You might expect a distinguished member of Congress, even one fretting about Saddam's "kids," to have a greater command of basic facts, such as (1) there is no law against political assassination, merely an executive order, signed by Gerald Ford, and subject to repeal with the stroke of George W.'s pen, (2) these were not assassinations, but the kind of killings that are perfectly legitimate in a war, and (3) the elimination of the Hussein "kids" required only a squad of soldiers. Far fewer, in fact, than the number of constituted officers who went after the James gang or Bonnie and Clyde, with no disrespect intended to the James gang or to Bonnie or even Clyde. The Allies landed at Omaha Beach in 1944 without a search warrant, if the Hon. Mr. Rangel seeks another tangent to fly off on.

This is mindless hip-hop that frightens the shrewder Democrats, who understand that it's lethal, but not to George W. and his Republicans. Firing up the base is important, and every pol understands that candidates pander to the fringes in the primary stage of the campaign, but voters hardly have to be reminded that the suicide urge that Democrats have to keep in permanent restraint is the urge to fall on the swords of the nation's enemies. Nobody in Poughkeepsie, Topeka or Boise is eager to take the trouble to figure out whether George W. should have cited British intelligence, or whether Saddam wanted to eat his Niger yellowcake and have it, too.
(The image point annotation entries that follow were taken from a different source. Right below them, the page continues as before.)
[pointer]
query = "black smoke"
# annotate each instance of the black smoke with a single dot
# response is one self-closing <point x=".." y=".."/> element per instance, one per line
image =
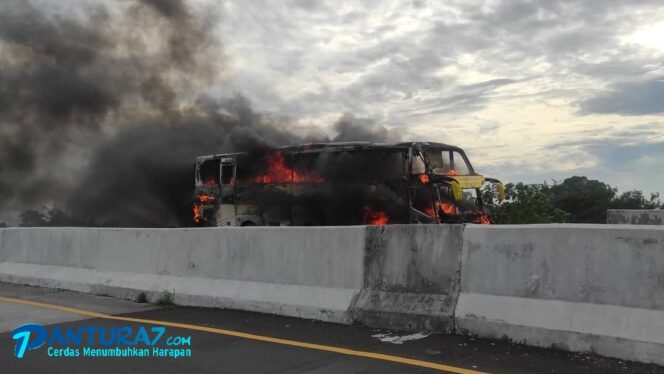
<point x="103" y="110"/>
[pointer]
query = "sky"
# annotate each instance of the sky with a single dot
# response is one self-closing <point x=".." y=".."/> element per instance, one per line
<point x="533" y="90"/>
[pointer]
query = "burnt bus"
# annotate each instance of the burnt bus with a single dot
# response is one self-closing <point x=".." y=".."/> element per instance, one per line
<point x="339" y="184"/>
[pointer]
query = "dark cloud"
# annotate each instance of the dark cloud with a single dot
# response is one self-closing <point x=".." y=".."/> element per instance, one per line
<point x="630" y="98"/>
<point x="350" y="128"/>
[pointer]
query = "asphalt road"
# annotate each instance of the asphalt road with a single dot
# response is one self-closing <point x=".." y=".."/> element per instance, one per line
<point x="226" y="341"/>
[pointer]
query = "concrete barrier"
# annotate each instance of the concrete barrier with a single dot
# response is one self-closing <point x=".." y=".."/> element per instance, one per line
<point x="304" y="272"/>
<point x="592" y="288"/>
<point x="411" y="275"/>
<point x="635" y="216"/>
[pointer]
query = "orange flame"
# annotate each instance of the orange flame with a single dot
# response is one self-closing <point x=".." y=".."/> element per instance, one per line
<point x="375" y="217"/>
<point x="481" y="218"/>
<point x="198" y="217"/>
<point x="278" y="172"/>
<point x="204" y="198"/>
<point x="210" y="181"/>
<point x="447" y="207"/>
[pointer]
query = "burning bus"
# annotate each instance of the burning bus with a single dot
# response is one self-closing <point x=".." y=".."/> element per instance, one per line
<point x="339" y="184"/>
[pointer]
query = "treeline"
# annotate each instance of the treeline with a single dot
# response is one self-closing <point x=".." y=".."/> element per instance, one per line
<point x="576" y="199"/>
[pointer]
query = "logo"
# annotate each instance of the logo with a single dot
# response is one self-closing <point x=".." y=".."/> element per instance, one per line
<point x="22" y="335"/>
<point x="95" y="341"/>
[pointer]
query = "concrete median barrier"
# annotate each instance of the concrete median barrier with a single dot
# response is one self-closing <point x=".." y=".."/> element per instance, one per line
<point x="304" y="272"/>
<point x="635" y="216"/>
<point x="590" y="288"/>
<point x="411" y="275"/>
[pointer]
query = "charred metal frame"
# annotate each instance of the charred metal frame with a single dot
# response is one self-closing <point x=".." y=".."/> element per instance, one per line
<point x="410" y="150"/>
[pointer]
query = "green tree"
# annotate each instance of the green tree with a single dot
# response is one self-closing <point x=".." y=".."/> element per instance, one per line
<point x="635" y="200"/>
<point x="586" y="200"/>
<point x="524" y="203"/>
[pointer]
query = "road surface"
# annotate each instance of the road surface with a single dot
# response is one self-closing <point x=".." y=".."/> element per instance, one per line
<point x="227" y="341"/>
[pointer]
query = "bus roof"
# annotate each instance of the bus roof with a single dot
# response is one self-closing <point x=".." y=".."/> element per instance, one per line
<point x="337" y="146"/>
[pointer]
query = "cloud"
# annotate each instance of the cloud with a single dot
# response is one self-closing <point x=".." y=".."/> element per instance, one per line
<point x="630" y="98"/>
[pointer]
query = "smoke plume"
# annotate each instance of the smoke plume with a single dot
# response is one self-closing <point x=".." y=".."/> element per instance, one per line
<point x="103" y="110"/>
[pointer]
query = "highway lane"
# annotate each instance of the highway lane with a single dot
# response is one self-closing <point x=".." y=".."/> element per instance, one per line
<point x="226" y="341"/>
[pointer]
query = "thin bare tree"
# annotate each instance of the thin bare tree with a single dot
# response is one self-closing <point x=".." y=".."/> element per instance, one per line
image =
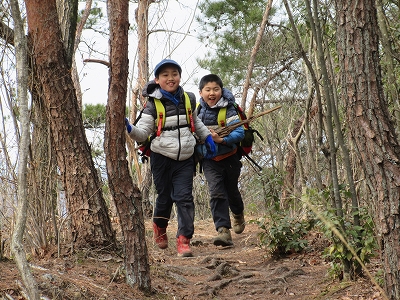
<point x="17" y="247"/>
<point x="126" y="195"/>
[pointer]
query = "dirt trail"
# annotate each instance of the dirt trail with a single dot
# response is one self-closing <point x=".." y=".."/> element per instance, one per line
<point x="243" y="271"/>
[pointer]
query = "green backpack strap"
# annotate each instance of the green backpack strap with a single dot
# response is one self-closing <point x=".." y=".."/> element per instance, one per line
<point x="189" y="113"/>
<point x="222" y="117"/>
<point x="160" y="111"/>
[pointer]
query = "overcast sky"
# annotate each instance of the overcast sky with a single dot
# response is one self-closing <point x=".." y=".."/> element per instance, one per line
<point x="183" y="48"/>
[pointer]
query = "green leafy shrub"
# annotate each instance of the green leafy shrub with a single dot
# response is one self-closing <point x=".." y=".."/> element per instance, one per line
<point x="282" y="233"/>
<point x="360" y="238"/>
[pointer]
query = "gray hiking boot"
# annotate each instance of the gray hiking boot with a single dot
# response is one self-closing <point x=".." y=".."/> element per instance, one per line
<point x="238" y="223"/>
<point x="223" y="238"/>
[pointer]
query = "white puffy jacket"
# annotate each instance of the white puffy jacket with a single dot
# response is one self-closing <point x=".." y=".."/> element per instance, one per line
<point x="177" y="143"/>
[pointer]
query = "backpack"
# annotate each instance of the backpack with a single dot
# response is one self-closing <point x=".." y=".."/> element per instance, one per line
<point x="246" y="145"/>
<point x="144" y="147"/>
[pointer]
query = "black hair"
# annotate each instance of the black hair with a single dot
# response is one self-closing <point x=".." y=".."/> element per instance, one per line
<point x="210" y="78"/>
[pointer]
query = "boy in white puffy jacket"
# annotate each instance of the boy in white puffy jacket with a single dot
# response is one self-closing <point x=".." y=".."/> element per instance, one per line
<point x="172" y="151"/>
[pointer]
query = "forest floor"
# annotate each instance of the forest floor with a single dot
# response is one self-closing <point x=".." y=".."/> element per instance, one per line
<point x="244" y="271"/>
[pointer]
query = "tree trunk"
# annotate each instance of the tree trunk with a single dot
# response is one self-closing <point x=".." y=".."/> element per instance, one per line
<point x="85" y="203"/>
<point x="125" y="194"/>
<point x="142" y="17"/>
<point x="371" y="129"/>
<point x="17" y="247"/>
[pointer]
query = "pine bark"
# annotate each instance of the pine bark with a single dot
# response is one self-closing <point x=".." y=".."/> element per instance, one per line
<point x="126" y="195"/>
<point x="90" y="223"/>
<point x="370" y="126"/>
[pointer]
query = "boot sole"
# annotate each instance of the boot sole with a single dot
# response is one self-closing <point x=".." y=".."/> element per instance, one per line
<point x="187" y="254"/>
<point x="222" y="243"/>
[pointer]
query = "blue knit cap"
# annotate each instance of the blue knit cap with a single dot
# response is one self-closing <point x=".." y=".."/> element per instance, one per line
<point x="164" y="62"/>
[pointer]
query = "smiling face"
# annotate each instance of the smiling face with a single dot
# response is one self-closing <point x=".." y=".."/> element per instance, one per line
<point x="211" y="93"/>
<point x="169" y="78"/>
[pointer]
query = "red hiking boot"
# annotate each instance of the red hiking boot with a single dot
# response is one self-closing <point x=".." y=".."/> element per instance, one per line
<point x="183" y="246"/>
<point x="160" y="236"/>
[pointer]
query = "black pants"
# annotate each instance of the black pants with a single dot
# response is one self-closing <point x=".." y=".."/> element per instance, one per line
<point x="174" y="184"/>
<point x="222" y="177"/>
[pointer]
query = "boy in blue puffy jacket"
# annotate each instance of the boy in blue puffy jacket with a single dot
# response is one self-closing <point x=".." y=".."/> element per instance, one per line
<point x="222" y="171"/>
<point x="171" y="157"/>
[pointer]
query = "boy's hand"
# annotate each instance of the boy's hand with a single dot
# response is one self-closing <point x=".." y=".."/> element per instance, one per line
<point x="128" y="125"/>
<point x="210" y="146"/>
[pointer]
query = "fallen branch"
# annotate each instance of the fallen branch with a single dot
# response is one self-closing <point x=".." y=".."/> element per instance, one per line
<point x="224" y="131"/>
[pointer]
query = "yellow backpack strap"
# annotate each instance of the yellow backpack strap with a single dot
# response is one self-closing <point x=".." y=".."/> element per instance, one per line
<point x="189" y="112"/>
<point x="160" y="112"/>
<point x="222" y="117"/>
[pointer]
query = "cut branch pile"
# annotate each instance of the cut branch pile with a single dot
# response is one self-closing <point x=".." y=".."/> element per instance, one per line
<point x="224" y="131"/>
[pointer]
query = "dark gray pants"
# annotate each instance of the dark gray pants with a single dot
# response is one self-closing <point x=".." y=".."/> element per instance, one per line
<point x="174" y="184"/>
<point x="222" y="177"/>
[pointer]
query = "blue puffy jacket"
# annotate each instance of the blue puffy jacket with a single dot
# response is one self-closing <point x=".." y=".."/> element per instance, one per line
<point x="209" y="116"/>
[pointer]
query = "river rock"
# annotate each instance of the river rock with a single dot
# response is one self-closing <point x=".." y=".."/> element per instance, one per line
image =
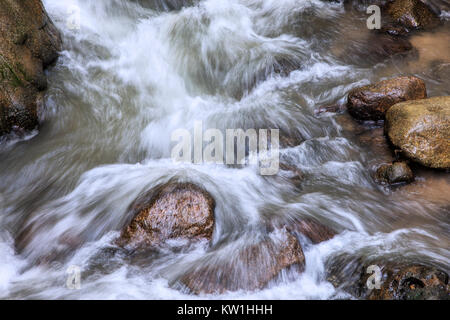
<point x="314" y="231"/>
<point x="421" y="129"/>
<point x="411" y="283"/>
<point x="412" y="14"/>
<point x="249" y="268"/>
<point x="176" y="210"/>
<point x="29" y="42"/>
<point x="372" y="101"/>
<point x="393" y="173"/>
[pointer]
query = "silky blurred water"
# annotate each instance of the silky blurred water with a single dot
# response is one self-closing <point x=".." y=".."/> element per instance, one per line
<point x="135" y="71"/>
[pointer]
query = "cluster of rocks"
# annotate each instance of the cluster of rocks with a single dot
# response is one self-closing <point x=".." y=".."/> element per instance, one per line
<point x="186" y="211"/>
<point x="399" y="20"/>
<point x="29" y="43"/>
<point x="417" y="127"/>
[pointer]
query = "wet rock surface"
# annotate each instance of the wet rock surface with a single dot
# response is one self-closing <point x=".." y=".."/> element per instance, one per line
<point x="29" y="42"/>
<point x="412" y="14"/>
<point x="313" y="230"/>
<point x="392" y="173"/>
<point x="248" y="268"/>
<point x="411" y="283"/>
<point x="178" y="210"/>
<point x="421" y="129"/>
<point x="372" y="101"/>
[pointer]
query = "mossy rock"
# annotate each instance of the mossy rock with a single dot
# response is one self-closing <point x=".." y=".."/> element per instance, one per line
<point x="421" y="129"/>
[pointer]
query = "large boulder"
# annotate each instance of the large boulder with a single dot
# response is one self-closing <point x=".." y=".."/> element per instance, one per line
<point x="372" y="101"/>
<point x="249" y="268"/>
<point x="29" y="42"/>
<point x="421" y="129"/>
<point x="176" y="210"/>
<point x="413" y="14"/>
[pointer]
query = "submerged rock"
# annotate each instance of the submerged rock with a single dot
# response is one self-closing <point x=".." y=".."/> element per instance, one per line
<point x="411" y="283"/>
<point x="421" y="129"/>
<point x="372" y="101"/>
<point x="314" y="231"/>
<point x="180" y="210"/>
<point x="29" y="42"/>
<point x="249" y="268"/>
<point x="393" y="173"/>
<point x="412" y="14"/>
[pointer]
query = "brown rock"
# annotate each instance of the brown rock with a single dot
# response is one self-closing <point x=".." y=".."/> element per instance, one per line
<point x="250" y="268"/>
<point x="412" y="283"/>
<point x="412" y="14"/>
<point x="375" y="142"/>
<point x="335" y="108"/>
<point x="393" y="173"/>
<point x="372" y="101"/>
<point x="313" y="230"/>
<point x="29" y="42"/>
<point x="421" y="129"/>
<point x="180" y="210"/>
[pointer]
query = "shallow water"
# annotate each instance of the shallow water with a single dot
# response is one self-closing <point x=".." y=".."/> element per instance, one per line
<point x="134" y="72"/>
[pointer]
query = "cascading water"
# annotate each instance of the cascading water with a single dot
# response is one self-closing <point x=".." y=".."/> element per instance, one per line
<point x="135" y="71"/>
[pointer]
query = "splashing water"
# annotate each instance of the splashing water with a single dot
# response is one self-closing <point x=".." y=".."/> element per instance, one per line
<point x="135" y="71"/>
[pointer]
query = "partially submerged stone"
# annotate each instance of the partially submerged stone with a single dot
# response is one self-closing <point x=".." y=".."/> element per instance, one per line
<point x="177" y="210"/>
<point x="29" y="42"/>
<point x="421" y="129"/>
<point x="371" y="102"/>
<point x="249" y="268"/>
<point x="412" y="14"/>
<point x="313" y="230"/>
<point x="411" y="283"/>
<point x="392" y="173"/>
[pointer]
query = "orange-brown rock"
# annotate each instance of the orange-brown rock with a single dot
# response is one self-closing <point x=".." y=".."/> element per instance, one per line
<point x="371" y="102"/>
<point x="392" y="173"/>
<point x="412" y="283"/>
<point x="29" y="42"/>
<point x="248" y="268"/>
<point x="412" y="14"/>
<point x="176" y="210"/>
<point x="421" y="129"/>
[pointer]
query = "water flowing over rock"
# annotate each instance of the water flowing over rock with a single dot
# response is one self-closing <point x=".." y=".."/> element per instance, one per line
<point x="421" y="129"/>
<point x="249" y="268"/>
<point x="314" y="231"/>
<point x="396" y="172"/>
<point x="180" y="210"/>
<point x="372" y="101"/>
<point x="412" y="14"/>
<point x="411" y="283"/>
<point x="29" y="42"/>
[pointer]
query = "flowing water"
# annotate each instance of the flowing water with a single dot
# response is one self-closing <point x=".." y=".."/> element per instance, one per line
<point x="135" y="71"/>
They do understand that it was a lot of ado about not very much. Bill Clinton, of all people, is clear about that, even if a lot of his old constituents aren't: "We should be pulling for America on this," he told CNN's Larry King the other night. "... You know, everybody makes mistakes when they are president. I mean, you can't make as many calls as you have to make without messing up once in a while. The thing we ought to be focused on is what is the right thing to do now. That's what I think."

Good advice, particularly on the eve of an election year, from the man who knows more than almost anyone about maintaining political viability within the system.

Wesley Pruden is editor in chief of The Times.